My gut tells me that between the accessibility work I do for all of my clients and my constant exposure to a vast array of topics from my clients in the disability space, I am not going to have a lot of actual learning to do. I suspect it will be more of me taking the time to organize my existing knowledge into accepted buckets so that I can do well on the exam. But, I will be happy to find out I am completely wrong and get a chance to learn lots of new things.
Day 1: Getting organized
May 4, 2022.
- Research: I attended an IAAP drop-in session to ask some questions, registered for Princeton University’s CPACC prep course, downloaded the CPACC Body of Knowledge PDF, and then visited Amy Carney’s blog “100 Days of A11y” and watched a video of a presentation she did about her process.
- Work: Like most days, I encountered a lot of different accessibility issues but here’s one that stood out because it was so simple. I worked with a client to identify some accessibility errors and warnings on her website. She thought she had been doing all of her alt tags correctly but I was able to show her that the WEB AIM report flagged her “Show More” buttons in her blog feed and I used the NVDA screen reader to demo the user experience. Each button was formatted correctly as a <a href> link but without any title or alt text, keyboard users won’t have any clear context on the purpose of those buttons. “Show more? More of what?” I advised her to add the blog title to each of those buttons to give users a better experience.
- Study: I bookmarked the CPACC Jeopardy game and the Quizlet flashcards that were linked on the IAAP resources page. From Jeopardy, I learned that I don’t have independent recall of many of the Universal Design terms that I truly thought I knew! I also learned the names of 4 important pieces of legislation. American Disabilities Act of 1970 (knew that one, of course), The Equality Act of 2010 (in the UK), The Ontarians with Disabilities Act of 2001 (Canada), and the UN Convention on the Rights of Persons with Disabilities (2016). The Quizlet flashcards were both humbling and motivating as I quickly mastered 14 of the 102 terms after bombing.
So far, me likey.
May 5, 2022
Research: I read this blog post from Laura Sue about her experience with the CPACC exam https://laurasue.com/blog/2020/cpacc-prep.html
Work: Today I was tasked with figuring out why Constant Contact’s spacer blocks are displaying empty/null alternative texts on Microsoft’s accessibility scans. Decorative images are supposed to be given empty alt tags so that screen readers will ignore them. That’s exactly what Constant Contact does but Microsoft’s aggressive Accessibility Checker still flags them as an error. This is where human testing is superior to automated testing.
Study: I wonder which part of the exam will be the most challenging? I’m looking forward to taking the practice exam. The exam is broken up into three sections.
- Disabilities, Challenges, and Assistive Technologies (40%)
- Accessibility and Universal Design (40%)
- Standards, Laws, and Organizational Strategies (20%)
1 and 2 definitely are my strongest areas but the vocabulary of my knowledge doesn’t perfectly match what is written in the Body of Knowledge.

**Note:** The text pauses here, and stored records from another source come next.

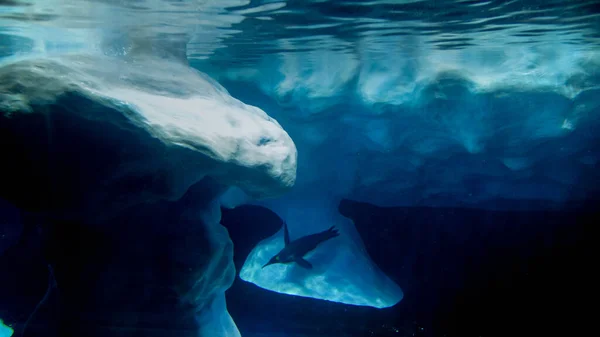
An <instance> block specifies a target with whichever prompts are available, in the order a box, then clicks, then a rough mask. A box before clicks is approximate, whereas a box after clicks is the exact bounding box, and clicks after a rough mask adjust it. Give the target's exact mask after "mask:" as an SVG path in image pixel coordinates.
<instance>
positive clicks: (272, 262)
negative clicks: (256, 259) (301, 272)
mask: <svg viewBox="0 0 600 337" xmlns="http://www.w3.org/2000/svg"><path fill="white" fill-rule="evenodd" d="M283 234H284V237H283V238H284V241H285V247H284V248H283V249H282V250H281V251H280V252H279V253H277V255H275V256H273V257H272V258H271V259H270V260H269V262H267V264H265V265H264V266H263V268H265V267H266V266H269V265H272V264H275V263H291V262H296V263H297V264H298V265H299V266H301V267H303V268H306V269H312V264H310V262H308V261H306V260H305V259H304V255H306V254H307V253H309V252H310V251H312V250H314V249H315V248H317V245H319V244H320V243H322V242H325V241H327V240H329V239H333V238H334V237H336V236H338V235H340V233H339V232H338V230H337V229H335V226H331V228H329V229H327V230H325V231H322V232H319V233H315V234H310V235H306V236H303V237H301V238H298V239H296V240H294V241H290V234H289V232H288V229H287V224H286V223H285V221H284V222H283Z"/></svg>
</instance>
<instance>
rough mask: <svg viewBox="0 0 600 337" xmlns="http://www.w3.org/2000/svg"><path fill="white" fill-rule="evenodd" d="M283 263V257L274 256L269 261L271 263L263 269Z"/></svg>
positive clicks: (268, 264)
mask: <svg viewBox="0 0 600 337" xmlns="http://www.w3.org/2000/svg"><path fill="white" fill-rule="evenodd" d="M281 262H282V261H281V257H280V256H279V254H277V255H275V256H273V257H272V258H271V259H270V260H269V262H267V264H265V265H264V266H263V268H264V267H266V266H270V265H272V264H275V263H281Z"/></svg>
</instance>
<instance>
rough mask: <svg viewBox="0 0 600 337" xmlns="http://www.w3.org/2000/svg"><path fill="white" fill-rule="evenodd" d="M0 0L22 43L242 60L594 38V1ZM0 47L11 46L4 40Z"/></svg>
mask: <svg viewBox="0 0 600 337" xmlns="http://www.w3.org/2000/svg"><path fill="white" fill-rule="evenodd" d="M0 5H1V7H0V15H1V20H2V24H1V28H0V32H1V34H2V39H3V40H4V41H10V42H11V43H10V44H11V45H13V47H14V45H15V44H16V45H17V46H18V48H16V49H18V50H21V51H26V50H28V49H32V48H38V49H42V50H44V51H47V50H49V49H50V50H51V49H53V48H58V47H59V46H60V47H63V48H64V47H65V46H67V47H68V46H72V47H75V46H86V47H88V48H98V47H99V46H101V45H102V44H104V45H106V44H107V43H109V41H110V42H112V44H114V42H115V40H113V39H116V40H119V41H121V42H123V41H124V40H136V39H137V40H144V41H148V40H153V41H155V43H159V42H161V41H162V42H161V43H166V41H169V42H172V41H180V42H181V41H185V42H186V43H188V46H187V54H188V57H189V58H192V59H193V58H199V59H202V58H206V57H209V56H213V58H214V59H218V60H220V61H223V62H235V63H240V62H242V63H243V62H249V61H252V60H257V59H259V58H260V57H261V56H263V55H265V54H268V53H289V52H299V51H311V50H320V49H327V50H332V51H335V52H343V53H354V52H356V50H357V49H360V50H373V51H381V52H390V51H392V50H393V51H394V52H398V51H405V52H408V51H411V50H422V49H424V48H426V49H430V48H431V49H435V50H445V49H466V48H476V47H490V46H496V47H497V46H503V45H514V44H521V45H540V46H544V45H545V44H547V43H556V42H557V41H560V42H561V43H565V44H569V45H571V46H572V47H573V48H578V49H580V48H587V49H591V48H597V47H598V46H599V42H600V33H599V31H598V27H599V26H600V13H599V11H600V7H599V5H598V2H597V1H409V0H406V1H288V2H283V1H282V2H276V1H244V0H222V1H198V0H197V1H173V0H171V1H169V0H146V1H143V0H135V1H133V0H132V1H116V0H115V1H109V0H96V1H94V0H87V1H83V0H40V1H31V0H30V1H26V0H3V1H1V2H0ZM59 28H63V29H68V30H66V31H65V30H61V29H59ZM19 37H20V38H19ZM157 41H158V42H157ZM181 43H183V42H181ZM125 45H128V44H127V43H125ZM2 47H3V49H4V52H3V54H5V55H6V54H10V52H9V51H8V50H6V49H7V48H8V47H9V44H8V43H6V42H3V43H2ZM124 48H125V47H124ZM223 48H225V49H223ZM13 49H14V48H13ZM125 49H126V48H125ZM113 52H114V51H113ZM120 52H126V50H121V51H120ZM215 54H216V57H215V56H214V55H215Z"/></svg>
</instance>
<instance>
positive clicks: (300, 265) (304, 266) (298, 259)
mask: <svg viewBox="0 0 600 337" xmlns="http://www.w3.org/2000/svg"><path fill="white" fill-rule="evenodd" d="M296 263H297V264H298V265H299V266H300V267H302V268H306V269H312V264H310V262H308V261H306V260H305V259H303V258H301V257H299V258H297V259H296Z"/></svg>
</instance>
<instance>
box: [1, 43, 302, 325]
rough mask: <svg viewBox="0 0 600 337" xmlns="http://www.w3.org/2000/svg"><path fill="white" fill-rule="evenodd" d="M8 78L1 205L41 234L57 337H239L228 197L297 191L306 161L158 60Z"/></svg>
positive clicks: (237, 108) (77, 55)
mask: <svg viewBox="0 0 600 337" xmlns="http://www.w3.org/2000/svg"><path fill="white" fill-rule="evenodd" d="M0 77H1V78H2V79H3V80H2V83H1V84H0V140H1V143H2V144H3V151H4V154H3V155H4V158H7V160H5V161H3V175H2V176H0V197H2V198H4V199H6V200H7V201H9V202H10V203H12V204H14V205H16V206H17V207H18V208H19V209H21V210H22V211H23V212H25V213H26V214H37V215H38V220H39V221H38V222H37V224H36V226H40V228H43V229H44V233H45V234H44V235H45V238H44V242H45V243H44V245H45V246H44V247H45V258H46V259H47V260H48V263H49V264H51V265H52V266H53V267H54V274H55V275H54V276H55V279H56V280H55V281H56V285H57V288H58V291H57V293H58V294H59V295H57V296H58V300H59V302H60V303H61V307H62V308H63V310H62V311H61V315H62V317H61V319H60V324H58V327H57V329H58V330H57V331H58V332H59V335H61V336H63V337H64V336H82V335H84V334H85V335H86V336H92V335H94V334H99V335H98V336H100V335H102V336H110V335H111V334H118V335H119V336H129V335H131V336H133V335H134V334H136V333H137V332H134V331H135V329H133V328H138V329H139V328H142V327H143V329H145V330H147V331H148V333H151V334H152V336H162V334H165V336H166V335H167V334H169V335H170V334H172V331H173V330H171V331H169V329H167V328H173V327H177V329H178V330H177V331H179V332H180V333H179V336H182V335H183V336H211V337H213V336H214V337H218V336H238V335H239V332H238V331H237V328H236V327H235V324H234V323H233V321H232V320H231V318H230V317H229V315H228V313H227V311H226V306H225V298H224V294H223V293H224V291H225V290H226V289H227V288H228V287H229V286H230V285H231V283H232V282H233V277H234V275H235V274H234V267H233V261H232V249H231V240H230V239H229V237H228V235H227V232H226V230H225V229H224V228H223V227H222V226H220V224H219V220H220V208H219V206H220V205H219V196H220V195H221V194H222V193H223V192H224V191H225V190H226V188H227V186H232V185H234V186H237V187H239V188H240V189H241V190H243V191H244V193H246V194H248V195H251V196H252V197H256V198H261V197H270V196H276V195H279V194H281V193H283V192H285V191H286V190H288V189H289V188H290V187H291V186H292V185H293V184H294V182H295V177H296V157H297V154H296V148H295V145H294V143H293V142H292V140H291V138H290V137H289V136H288V135H287V133H286V132H285V131H284V130H283V129H282V128H281V126H280V125H279V124H278V123H277V121H275V120H274V119H272V118H270V117H269V116H268V115H267V114H266V113H264V112H263V111H262V110H260V109H258V108H255V107H252V106H248V105H245V104H244V103H242V102H240V101H238V100H236V99H234V98H232V97H231V96H230V95H229V94H228V93H227V91H226V90H225V89H223V88H222V87H221V86H220V85H219V84H217V83H216V82H214V81H212V80H211V79H210V78H208V77H207V76H204V75H203V74H201V73H199V72H197V71H195V70H193V69H191V68H189V67H187V66H186V65H182V64H177V63H173V62H167V61H164V60H158V59H155V58H150V57H148V58H137V59H135V60H129V61H122V60H116V59H112V58H106V57H101V56H90V55H70V56H62V57H59V58H51V57H44V58H29V59H21V60H13V61H9V62H4V64H2V65H1V66H0ZM25 213H24V214H25ZM23 272H26V271H23ZM165 308H166V309H165ZM165 310H167V311H169V310H170V312H171V314H170V315H166V317H168V318H160V319H159V318H157V316H156V314H157V313H159V312H160V313H164V312H165ZM92 313H93V315H91V314H92ZM175 318H176V320H175ZM168 319H173V321H168ZM40 320H43V318H40ZM34 321H35V320H34ZM67 322H68V323H67ZM17 323H18V324H23V323H24V322H17ZM36 326H37V327H36ZM101 327H103V328H101ZM27 329H28V331H29V333H32V334H34V331H35V332H37V333H39V332H40V331H45V332H46V334H48V335H52V334H51V332H50V331H49V330H48V329H44V328H43V327H40V324H37V325H36V324H35V322H34V323H33V324H30V326H29V327H27ZM36 329H37V330H36ZM117 331H118V332H117ZM161 331H162V332H161ZM161 333H162V334H161ZM36 335H38V336H40V335H39V334H36Z"/></svg>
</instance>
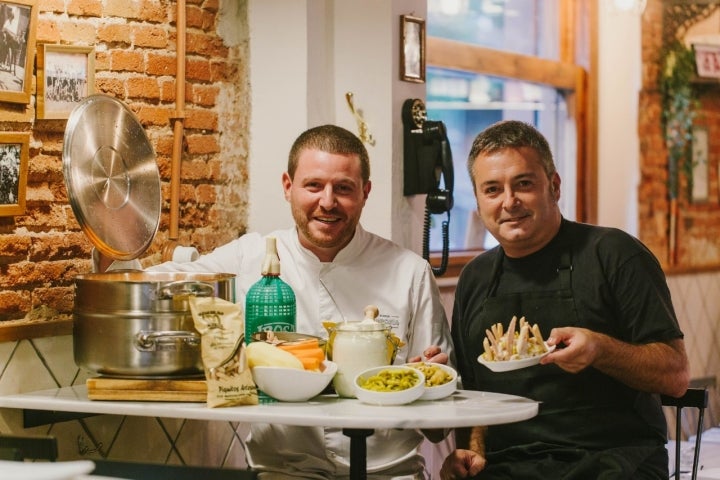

So today I worked on making connections between what I know but need to know if a completely different way.
May 6, 2022
Research: Read through some a11y posts on Twitter. Found an interesting convo about the difference it makes when you have an inclusive hiring team involved at EVERY stage of the interview process. But a few people said that the unintended consequence is that if you are the one being pulled into all these interviews, that leaves you less time to complete your projects and progress at work. Having a more diverse team means having more people to pull into interview panels which means no undue burden on your staff. I’ve seen this on corporate teams where the one blind person gets yanked-off projects to participate in accessibility testing despite not having been hired for that purpose.
Work: Did some independent work with the https://www.tpgarc.com/ tool and then attended a private training session for a truly deep dive. This premium tool is very robust and lets you do lots of things, but today I was focused on sorting error reports based on WCAG 2.1 standards. They also have a free tool to do live testing: https://www.tpgi.com/arc-platform/arc-toolkit/
Study: I focused on Universal Design terms today because I had to do some adjacent work for a client anyway. Double dipping.